= Martin Freedman =

Canadian judge

Martin H. Freedman, , was appointed a judge of the Manitoba Court of Appeal on July 16, 2002, and retired from the court in 2012. He replaced Bonnie M. Helper, who resigned.

Freedman received a bachelor of law from the University of Manitoba in 1963 and won the Gold Medal in Law from both the University of Manitoba and the Law Society of Manitoba. At the time of his appointment, he was a partner at the Winnipeg law firm Aikins MacAulay & Thorvaldson. He served as the firm's managing partner from 1991 until 2001. Throughout his career, he acquired expertise in corporate-commercial law and arbitration-mediation matters. In recent years, Freedman has concentrated his practice on arbitration, especially in labour-related disputes in different jurisdictions throughout Canada.

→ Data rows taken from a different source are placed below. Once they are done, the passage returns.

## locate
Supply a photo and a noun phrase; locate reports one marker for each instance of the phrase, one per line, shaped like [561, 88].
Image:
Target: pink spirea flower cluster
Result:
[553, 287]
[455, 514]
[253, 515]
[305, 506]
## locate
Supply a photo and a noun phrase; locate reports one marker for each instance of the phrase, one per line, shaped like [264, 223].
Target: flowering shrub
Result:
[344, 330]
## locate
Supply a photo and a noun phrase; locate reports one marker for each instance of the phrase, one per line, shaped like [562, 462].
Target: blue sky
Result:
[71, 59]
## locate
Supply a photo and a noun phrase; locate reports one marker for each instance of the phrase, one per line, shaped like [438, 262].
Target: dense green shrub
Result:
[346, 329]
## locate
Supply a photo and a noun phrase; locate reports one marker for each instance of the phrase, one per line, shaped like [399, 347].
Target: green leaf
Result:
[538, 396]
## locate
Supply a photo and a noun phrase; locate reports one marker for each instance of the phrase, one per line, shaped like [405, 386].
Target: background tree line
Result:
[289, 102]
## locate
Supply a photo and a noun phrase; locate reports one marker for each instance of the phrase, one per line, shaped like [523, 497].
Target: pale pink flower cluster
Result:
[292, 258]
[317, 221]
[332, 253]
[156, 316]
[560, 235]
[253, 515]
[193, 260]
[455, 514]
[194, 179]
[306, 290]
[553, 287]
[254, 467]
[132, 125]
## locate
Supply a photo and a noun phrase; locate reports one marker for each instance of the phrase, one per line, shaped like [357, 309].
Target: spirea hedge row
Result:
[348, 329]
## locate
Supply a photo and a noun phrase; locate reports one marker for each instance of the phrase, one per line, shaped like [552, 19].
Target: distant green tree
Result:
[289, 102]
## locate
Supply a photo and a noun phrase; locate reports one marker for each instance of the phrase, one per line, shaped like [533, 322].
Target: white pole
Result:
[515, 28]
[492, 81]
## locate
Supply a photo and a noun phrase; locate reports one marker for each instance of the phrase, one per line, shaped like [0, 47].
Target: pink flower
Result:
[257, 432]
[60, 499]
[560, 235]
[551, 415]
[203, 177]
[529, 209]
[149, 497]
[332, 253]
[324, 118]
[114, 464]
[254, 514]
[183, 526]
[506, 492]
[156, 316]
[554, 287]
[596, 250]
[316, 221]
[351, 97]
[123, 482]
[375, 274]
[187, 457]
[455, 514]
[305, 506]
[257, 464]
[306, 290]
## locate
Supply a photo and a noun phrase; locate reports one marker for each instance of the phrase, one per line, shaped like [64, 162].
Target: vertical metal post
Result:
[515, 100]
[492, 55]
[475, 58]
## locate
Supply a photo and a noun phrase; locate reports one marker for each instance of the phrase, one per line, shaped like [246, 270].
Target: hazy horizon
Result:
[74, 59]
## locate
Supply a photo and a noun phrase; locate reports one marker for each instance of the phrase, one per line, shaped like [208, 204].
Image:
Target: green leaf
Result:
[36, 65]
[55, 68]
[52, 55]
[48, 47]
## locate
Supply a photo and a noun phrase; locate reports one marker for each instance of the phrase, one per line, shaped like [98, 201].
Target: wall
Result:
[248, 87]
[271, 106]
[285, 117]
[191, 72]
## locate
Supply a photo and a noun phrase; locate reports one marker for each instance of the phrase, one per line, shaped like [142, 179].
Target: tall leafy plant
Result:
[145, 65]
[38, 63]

Over the course of his legal career, Freedman was active in a range of professional organizations, including as president (1978–1979) and bencher (1971–1979) of the Law Society of Manitoba and as a director of the Federation of Law Societies of Canada (1981–1983). For twenty years, he was a lecturer at the University of Manitoba Faculty of Law and a frequent presenter at professional and continuing legal education seminars. Freedman was appointed Queen's Counsel in 1975.

His father, Samuel Freedman, also served as a judge of the Manitoba Court of Appeal (1960–1983).